On day 3, the algorithm was enabled to give alarms. The number of sound alarms and number of the glucagon responses are shown in Tables 4 and 55. In total, the sound alarm went off 14 times, range 1–4 per patient. Glucagon boluses were given in two subjects. No nausea was noted.
In this small pilot study, the feasibility of an artificial pancreas based on a self-learning individualized propor-tional derivative algorithm was tested. Postprandial venous blood glucose control was comparable to usual care, with a tendency to a higher percentage of time spent in euglycemia. Also, this pilot study showed the narrow balance between achieving good postprandial glucose control and inducing postprandial hypoglycemia.

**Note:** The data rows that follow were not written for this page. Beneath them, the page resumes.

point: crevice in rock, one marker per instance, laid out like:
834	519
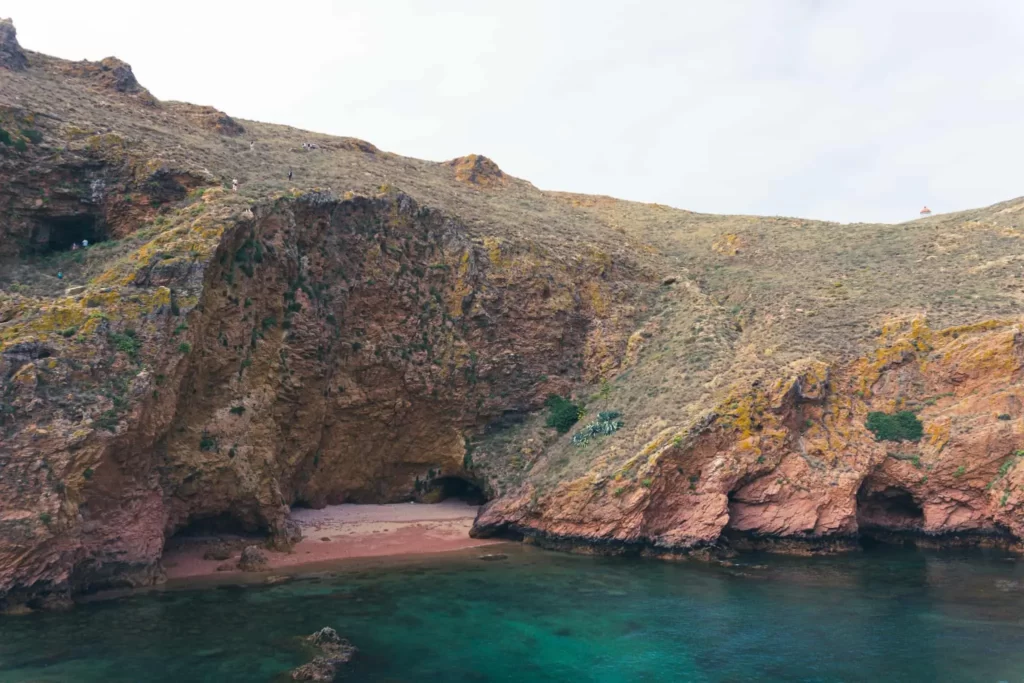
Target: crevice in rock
887	509
56	233
442	488
221	524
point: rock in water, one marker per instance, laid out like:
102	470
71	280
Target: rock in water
218	552
335	651
11	55
253	559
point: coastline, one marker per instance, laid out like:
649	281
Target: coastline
338	532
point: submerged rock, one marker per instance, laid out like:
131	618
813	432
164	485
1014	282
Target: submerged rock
218	552
494	557
335	651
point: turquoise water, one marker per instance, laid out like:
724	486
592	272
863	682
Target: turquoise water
889	614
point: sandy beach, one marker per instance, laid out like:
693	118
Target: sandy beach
341	531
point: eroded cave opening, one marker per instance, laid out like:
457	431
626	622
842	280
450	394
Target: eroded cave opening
887	510
455	487
223	524
56	233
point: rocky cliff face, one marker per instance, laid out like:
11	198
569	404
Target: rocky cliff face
216	356
792	464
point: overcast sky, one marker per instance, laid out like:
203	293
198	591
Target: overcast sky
841	110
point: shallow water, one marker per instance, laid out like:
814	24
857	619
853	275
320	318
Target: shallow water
888	614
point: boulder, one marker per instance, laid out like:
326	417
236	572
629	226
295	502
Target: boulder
253	559
11	55
218	552
335	651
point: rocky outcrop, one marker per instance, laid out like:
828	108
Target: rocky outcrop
111	74
208	118
793	465
477	170
11	55
320	351
332	651
216	356
253	559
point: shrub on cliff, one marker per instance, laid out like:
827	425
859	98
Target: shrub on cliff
562	414
902	426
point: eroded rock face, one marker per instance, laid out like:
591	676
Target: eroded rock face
477	170
209	118
253	559
111	74
794	466
11	55
308	349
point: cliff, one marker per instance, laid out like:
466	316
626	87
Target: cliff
376	328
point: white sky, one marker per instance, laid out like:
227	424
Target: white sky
842	110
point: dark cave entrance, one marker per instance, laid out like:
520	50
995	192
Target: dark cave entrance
443	488
887	510
56	233
222	524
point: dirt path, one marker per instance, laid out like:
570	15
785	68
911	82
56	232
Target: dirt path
341	531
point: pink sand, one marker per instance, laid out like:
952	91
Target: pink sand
341	531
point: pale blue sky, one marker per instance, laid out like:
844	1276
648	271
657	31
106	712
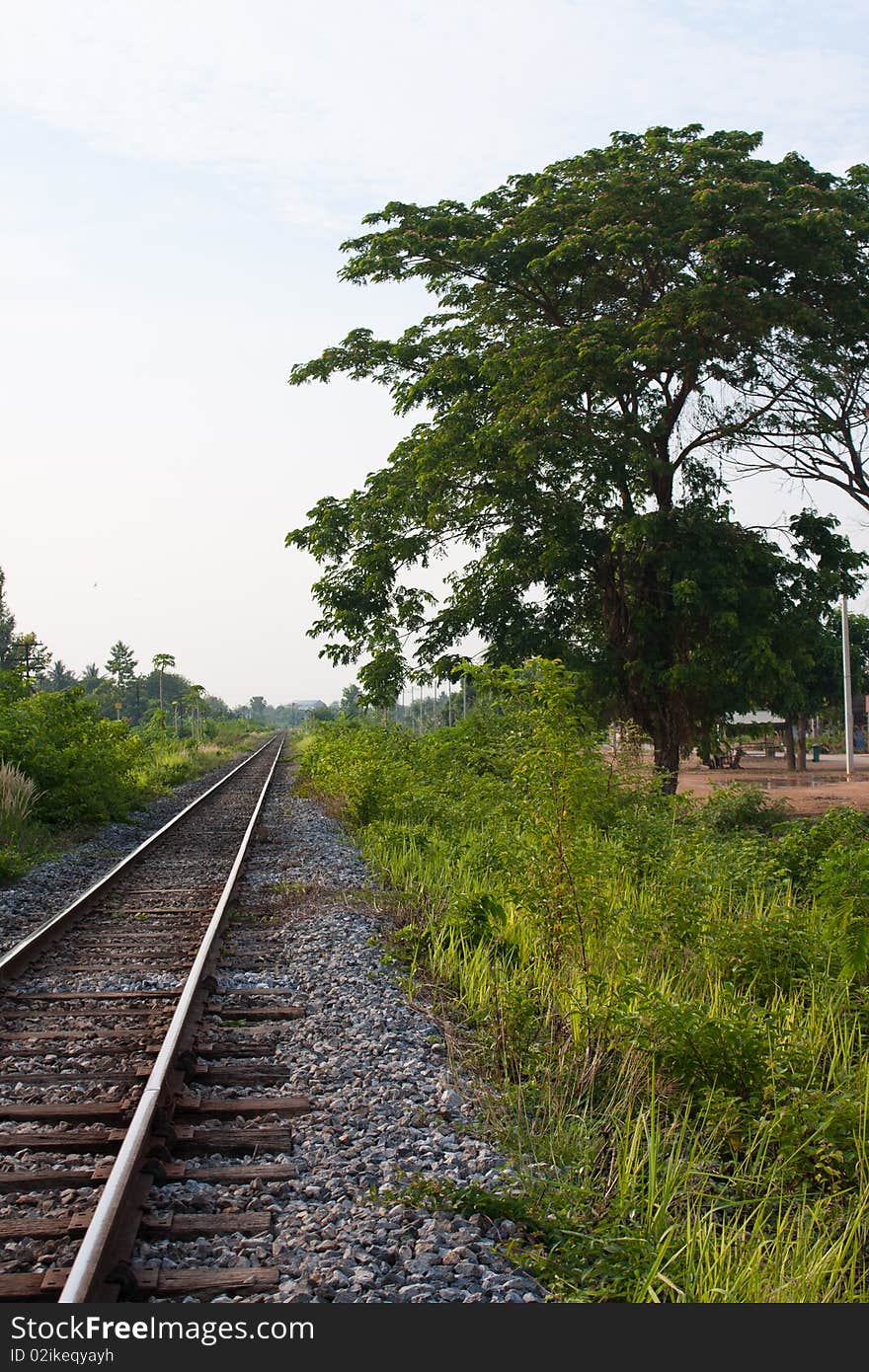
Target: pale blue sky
178	180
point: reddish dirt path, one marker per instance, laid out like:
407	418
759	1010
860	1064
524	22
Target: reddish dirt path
809	794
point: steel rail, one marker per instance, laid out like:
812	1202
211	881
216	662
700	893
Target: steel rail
22	951
87	1272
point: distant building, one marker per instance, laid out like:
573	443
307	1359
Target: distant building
306	707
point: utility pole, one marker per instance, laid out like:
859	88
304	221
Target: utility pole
848	699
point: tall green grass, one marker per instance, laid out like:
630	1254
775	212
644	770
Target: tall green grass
671	1001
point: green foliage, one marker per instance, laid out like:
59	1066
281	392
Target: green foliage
80	763
597	333
739	807
669	996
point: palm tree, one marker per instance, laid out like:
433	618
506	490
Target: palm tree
161	663
194	700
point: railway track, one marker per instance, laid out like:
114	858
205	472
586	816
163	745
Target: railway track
125	1065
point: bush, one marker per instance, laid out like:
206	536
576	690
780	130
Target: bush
735	807
80	762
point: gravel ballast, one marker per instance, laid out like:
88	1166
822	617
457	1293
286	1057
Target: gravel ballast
52	885
386	1104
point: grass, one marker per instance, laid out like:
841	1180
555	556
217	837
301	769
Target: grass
669	1002
162	763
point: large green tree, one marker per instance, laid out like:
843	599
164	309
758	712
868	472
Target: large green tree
596	335
121	664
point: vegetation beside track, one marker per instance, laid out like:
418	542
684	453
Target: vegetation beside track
66	770
671	998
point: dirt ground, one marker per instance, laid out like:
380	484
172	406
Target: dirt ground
822	785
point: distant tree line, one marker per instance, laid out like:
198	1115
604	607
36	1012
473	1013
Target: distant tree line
117	688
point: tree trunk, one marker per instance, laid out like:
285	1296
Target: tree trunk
666	757
802	726
788	744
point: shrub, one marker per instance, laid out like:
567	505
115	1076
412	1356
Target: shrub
738	805
80	762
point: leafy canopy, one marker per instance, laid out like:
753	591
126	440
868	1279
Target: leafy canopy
598	331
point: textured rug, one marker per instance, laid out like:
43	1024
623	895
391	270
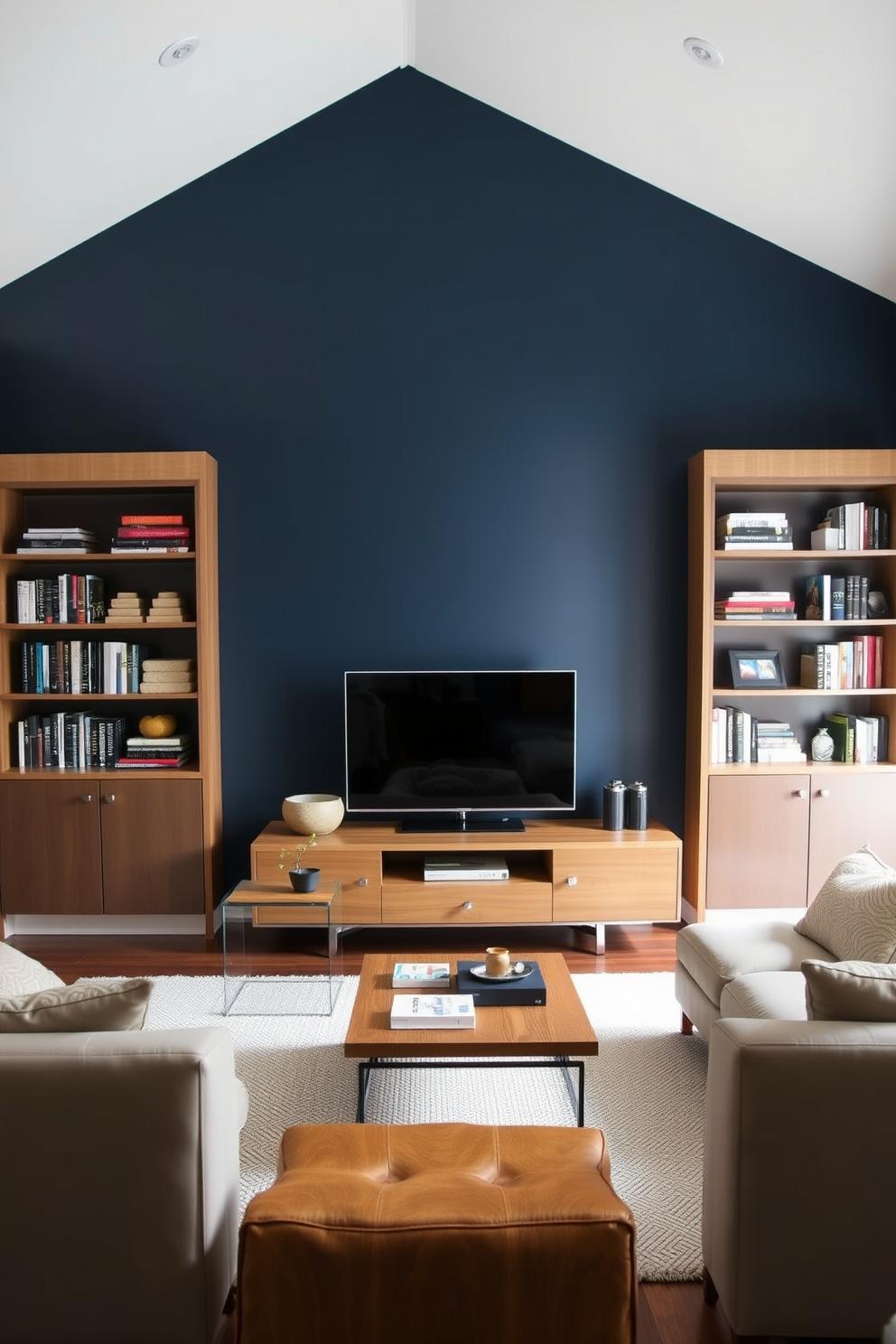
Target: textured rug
645	1090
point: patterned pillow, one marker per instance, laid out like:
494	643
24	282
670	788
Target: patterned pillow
21	975
851	991
854	913
86	1005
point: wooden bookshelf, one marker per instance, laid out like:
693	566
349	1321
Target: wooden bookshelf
128	850
766	836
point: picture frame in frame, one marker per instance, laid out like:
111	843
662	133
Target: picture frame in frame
757	669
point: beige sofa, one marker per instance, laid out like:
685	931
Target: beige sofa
120	1181
799	1181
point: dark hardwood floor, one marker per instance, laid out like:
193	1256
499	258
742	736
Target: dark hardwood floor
667	1313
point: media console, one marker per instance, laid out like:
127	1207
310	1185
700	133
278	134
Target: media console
567	873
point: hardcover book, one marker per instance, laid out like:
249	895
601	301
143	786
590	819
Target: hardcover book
512	994
426	1013
421	975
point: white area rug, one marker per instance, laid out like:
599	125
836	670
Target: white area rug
645	1090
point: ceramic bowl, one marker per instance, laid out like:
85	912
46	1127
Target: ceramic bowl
317	813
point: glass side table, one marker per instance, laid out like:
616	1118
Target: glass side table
254	906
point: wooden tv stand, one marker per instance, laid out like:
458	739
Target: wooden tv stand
560	873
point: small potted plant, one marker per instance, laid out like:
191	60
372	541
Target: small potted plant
301	879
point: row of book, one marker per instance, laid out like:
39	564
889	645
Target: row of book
70	741
846	666
859	738
837	597
79	741
65	600
151	534
738	737
754	530
80	667
859	527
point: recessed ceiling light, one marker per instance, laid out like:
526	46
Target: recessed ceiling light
179	51
703	52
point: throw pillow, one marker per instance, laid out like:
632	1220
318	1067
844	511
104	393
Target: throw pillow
854	913
86	1005
851	991
21	975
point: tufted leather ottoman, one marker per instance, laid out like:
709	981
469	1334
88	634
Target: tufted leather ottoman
445	1233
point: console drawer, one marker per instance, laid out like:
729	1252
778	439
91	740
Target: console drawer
446	902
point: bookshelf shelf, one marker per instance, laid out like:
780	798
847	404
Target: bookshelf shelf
764	835
137	847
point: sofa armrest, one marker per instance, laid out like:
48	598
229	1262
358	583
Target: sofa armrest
799	1184
120	1184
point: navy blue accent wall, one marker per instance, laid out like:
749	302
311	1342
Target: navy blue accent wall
452	371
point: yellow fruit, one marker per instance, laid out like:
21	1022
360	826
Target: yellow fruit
157	724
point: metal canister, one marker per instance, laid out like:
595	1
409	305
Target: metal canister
637	807
614	795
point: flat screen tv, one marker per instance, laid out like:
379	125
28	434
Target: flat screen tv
460	751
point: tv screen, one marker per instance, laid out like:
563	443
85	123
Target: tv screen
460	742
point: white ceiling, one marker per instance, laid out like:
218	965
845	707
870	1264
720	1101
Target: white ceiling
793	139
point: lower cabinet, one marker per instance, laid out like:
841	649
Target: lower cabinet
116	847
772	840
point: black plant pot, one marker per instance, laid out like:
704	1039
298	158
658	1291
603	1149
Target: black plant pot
303	879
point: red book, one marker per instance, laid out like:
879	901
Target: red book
154	531
157	519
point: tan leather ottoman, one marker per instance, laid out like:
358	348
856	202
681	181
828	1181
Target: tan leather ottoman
445	1233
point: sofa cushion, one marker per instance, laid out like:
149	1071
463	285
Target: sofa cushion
851	991
86	1005
714	953
779	994
21	975
854	913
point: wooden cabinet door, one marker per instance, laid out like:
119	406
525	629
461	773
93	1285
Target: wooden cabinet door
152	847
849	811
758	843
50	856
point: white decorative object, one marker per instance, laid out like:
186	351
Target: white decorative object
822	746
313	813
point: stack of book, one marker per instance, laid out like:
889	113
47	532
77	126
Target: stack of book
757	605
846	666
754	531
859	738
63	540
151	534
156	753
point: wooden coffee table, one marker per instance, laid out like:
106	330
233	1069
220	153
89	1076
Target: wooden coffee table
502	1038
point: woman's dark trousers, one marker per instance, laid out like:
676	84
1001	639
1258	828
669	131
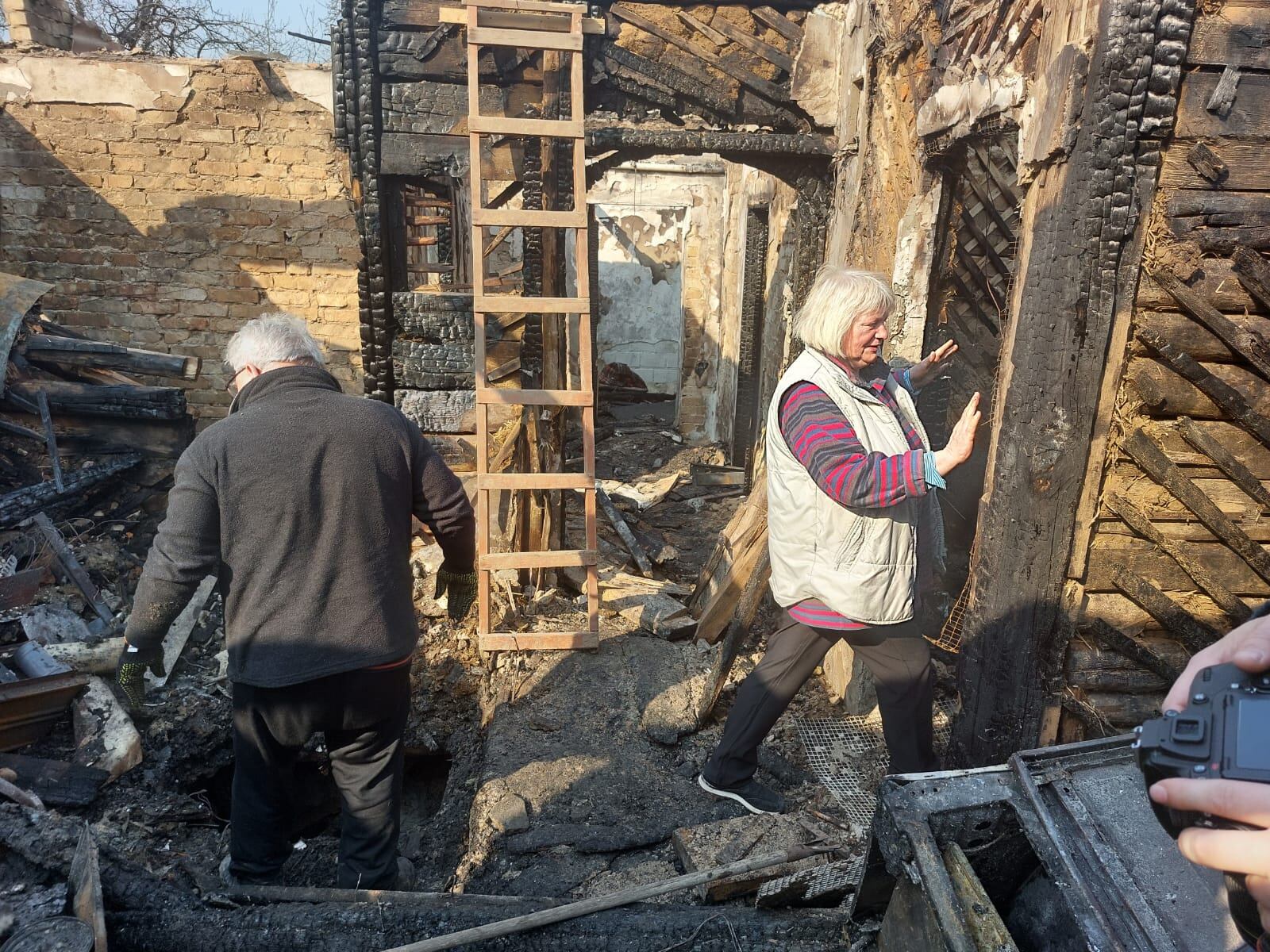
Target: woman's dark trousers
897	657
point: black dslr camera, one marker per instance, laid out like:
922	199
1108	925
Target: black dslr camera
1223	733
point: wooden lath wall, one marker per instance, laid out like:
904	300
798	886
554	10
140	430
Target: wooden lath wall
1174	549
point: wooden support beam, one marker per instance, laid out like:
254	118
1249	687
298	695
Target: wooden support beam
624	532
1248	344
779	22
73	568
1053	352
110	400
1115	640
46	418
1221	393
1149	455
1254	273
1172	616
1208	583
86	886
768	90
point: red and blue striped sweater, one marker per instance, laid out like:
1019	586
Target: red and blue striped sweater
825	442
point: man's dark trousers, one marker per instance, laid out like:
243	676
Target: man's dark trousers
362	715
897	657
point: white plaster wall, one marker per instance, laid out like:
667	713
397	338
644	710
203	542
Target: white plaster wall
641	291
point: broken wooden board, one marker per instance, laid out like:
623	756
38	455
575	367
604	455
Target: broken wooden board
714	844
51	625
86	884
654	612
105	735
56	782
175	643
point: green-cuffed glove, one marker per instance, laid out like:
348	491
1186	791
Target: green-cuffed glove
459	589
130	673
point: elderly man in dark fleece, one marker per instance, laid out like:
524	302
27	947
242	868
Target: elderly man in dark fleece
300	501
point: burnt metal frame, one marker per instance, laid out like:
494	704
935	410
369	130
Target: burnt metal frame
1052	816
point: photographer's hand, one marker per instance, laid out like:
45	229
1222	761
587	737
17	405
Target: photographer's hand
1248	647
1230	850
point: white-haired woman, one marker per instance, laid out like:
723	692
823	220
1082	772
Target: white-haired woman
851	520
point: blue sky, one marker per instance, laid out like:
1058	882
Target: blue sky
291	14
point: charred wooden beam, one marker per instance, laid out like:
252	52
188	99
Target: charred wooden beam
1149	455
700	141
696	88
1076	268
776	21
110	399
440	412
1221	393
23	503
1226	461
67	352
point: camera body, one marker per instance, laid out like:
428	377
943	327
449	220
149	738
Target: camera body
1223	734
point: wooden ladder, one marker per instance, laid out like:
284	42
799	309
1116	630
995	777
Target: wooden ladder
529	25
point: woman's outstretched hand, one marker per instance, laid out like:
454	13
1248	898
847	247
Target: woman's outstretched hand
962	441
927	371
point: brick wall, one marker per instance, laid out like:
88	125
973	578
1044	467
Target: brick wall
168	202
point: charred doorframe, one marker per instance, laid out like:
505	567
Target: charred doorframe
1083	221
976	248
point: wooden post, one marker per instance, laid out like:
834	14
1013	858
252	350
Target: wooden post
1080	216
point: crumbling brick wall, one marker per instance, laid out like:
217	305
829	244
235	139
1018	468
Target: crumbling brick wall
168	202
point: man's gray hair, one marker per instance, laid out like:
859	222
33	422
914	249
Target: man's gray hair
275	338
837	300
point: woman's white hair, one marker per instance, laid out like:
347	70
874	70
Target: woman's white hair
840	298
275	338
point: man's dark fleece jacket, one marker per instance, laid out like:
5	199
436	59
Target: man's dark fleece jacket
300	501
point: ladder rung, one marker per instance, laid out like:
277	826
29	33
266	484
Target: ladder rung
533	397
530	217
535	480
558	558
537	6
525	38
518	304
511	126
540	641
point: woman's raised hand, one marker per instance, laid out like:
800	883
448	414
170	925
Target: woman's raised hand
962	440
929	370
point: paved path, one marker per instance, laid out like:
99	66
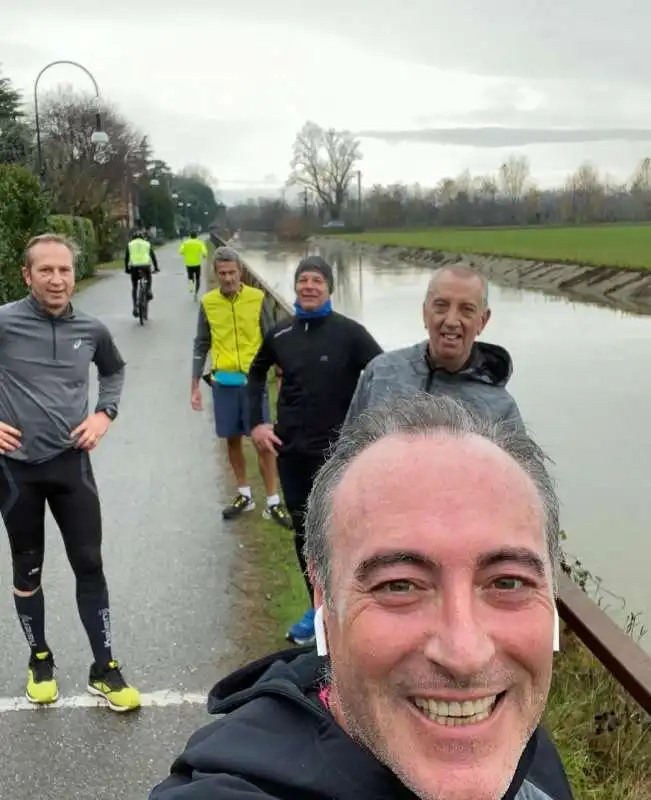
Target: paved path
167	560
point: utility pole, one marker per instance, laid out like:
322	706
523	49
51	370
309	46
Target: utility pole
359	196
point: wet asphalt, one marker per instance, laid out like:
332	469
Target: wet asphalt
167	558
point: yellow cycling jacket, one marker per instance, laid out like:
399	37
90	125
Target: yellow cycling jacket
236	328
193	252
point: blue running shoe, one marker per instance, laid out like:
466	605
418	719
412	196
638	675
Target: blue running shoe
302	632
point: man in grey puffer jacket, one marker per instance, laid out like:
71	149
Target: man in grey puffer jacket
450	361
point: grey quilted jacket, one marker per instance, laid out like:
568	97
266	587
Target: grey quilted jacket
481	385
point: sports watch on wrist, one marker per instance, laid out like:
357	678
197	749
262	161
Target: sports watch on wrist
110	411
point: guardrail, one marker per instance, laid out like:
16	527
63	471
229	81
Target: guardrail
619	653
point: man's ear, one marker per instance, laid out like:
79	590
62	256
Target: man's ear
484	319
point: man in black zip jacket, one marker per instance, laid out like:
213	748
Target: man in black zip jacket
278	740
321	355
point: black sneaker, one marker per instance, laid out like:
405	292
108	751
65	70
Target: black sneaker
279	515
239	505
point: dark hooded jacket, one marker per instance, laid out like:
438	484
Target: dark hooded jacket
276	740
480	384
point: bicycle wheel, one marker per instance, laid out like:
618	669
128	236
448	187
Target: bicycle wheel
142	302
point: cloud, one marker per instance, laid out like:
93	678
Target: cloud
496	136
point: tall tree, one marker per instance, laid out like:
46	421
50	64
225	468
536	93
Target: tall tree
514	174
82	175
15	135
323	162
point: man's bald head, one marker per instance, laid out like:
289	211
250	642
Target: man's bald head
463	271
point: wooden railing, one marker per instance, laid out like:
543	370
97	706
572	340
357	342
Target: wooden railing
619	653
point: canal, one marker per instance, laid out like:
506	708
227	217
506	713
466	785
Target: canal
582	379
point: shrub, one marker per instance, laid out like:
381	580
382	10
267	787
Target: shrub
82	232
23	214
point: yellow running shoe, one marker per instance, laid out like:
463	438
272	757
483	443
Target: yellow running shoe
41	686
108	683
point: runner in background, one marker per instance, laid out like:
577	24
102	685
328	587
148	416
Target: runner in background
193	251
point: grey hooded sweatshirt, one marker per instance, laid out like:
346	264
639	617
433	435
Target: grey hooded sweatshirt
480	385
45	374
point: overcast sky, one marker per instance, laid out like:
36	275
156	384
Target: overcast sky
433	86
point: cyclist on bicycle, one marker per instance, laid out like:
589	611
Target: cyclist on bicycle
138	258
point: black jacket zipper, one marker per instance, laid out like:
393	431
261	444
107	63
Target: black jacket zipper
54	340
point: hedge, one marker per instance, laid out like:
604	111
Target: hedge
23	214
82	232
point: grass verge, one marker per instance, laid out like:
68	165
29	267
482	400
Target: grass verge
624	246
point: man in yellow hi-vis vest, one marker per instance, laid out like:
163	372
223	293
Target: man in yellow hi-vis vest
233	319
193	251
139	257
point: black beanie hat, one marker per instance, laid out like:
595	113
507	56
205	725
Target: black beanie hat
316	264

The increased risk of postprandial hypoglycemia can be explained by two reasons. First, in some subjects, the insulin doses were more than doubled on the test day (day 3) due to lack of prestudy optimization of diabetes regulation and, second, due to aggressiveness of the algorithm.
Glucagon boluses were given to two subjects in order to prevent severe hypoglycemia. The efficacy of low-dose glucagon as a rescue to prevent severe hypoglycemia remains to be shown in subsequent experiments. El Khatib and colleagues also used subcutaneous glucagon injections in a closed-loop glucose control, but glucagon was used to control the glucose concentration within the normal range with frequent injection of small doses, while it was used as rescue compound in our setting.
In the near future, the algorithm will undergo revisions, mainly at the glucose level of the sound alarm. The slope of the glucose drop has to be taken in account if the carbohydrate alarm will go off, and the level will be set lower, probably at 72 or 81 mg/dl. Also, a needle-type sensor will replace the microdialysis sensor because of the technical problem of the microdialysis filament. Furthermore, the study duration and number of subjects will be extended. Hereafter, a wireless connection between the components would enable outpatient testing.
In conclusion, postprandial glucose control using a self-learning individualized proportional derivative algorithm was feasible and gave results comparable to nonoptimized usual care, but there is need for improvement since it induced hypoglycemia too frequently.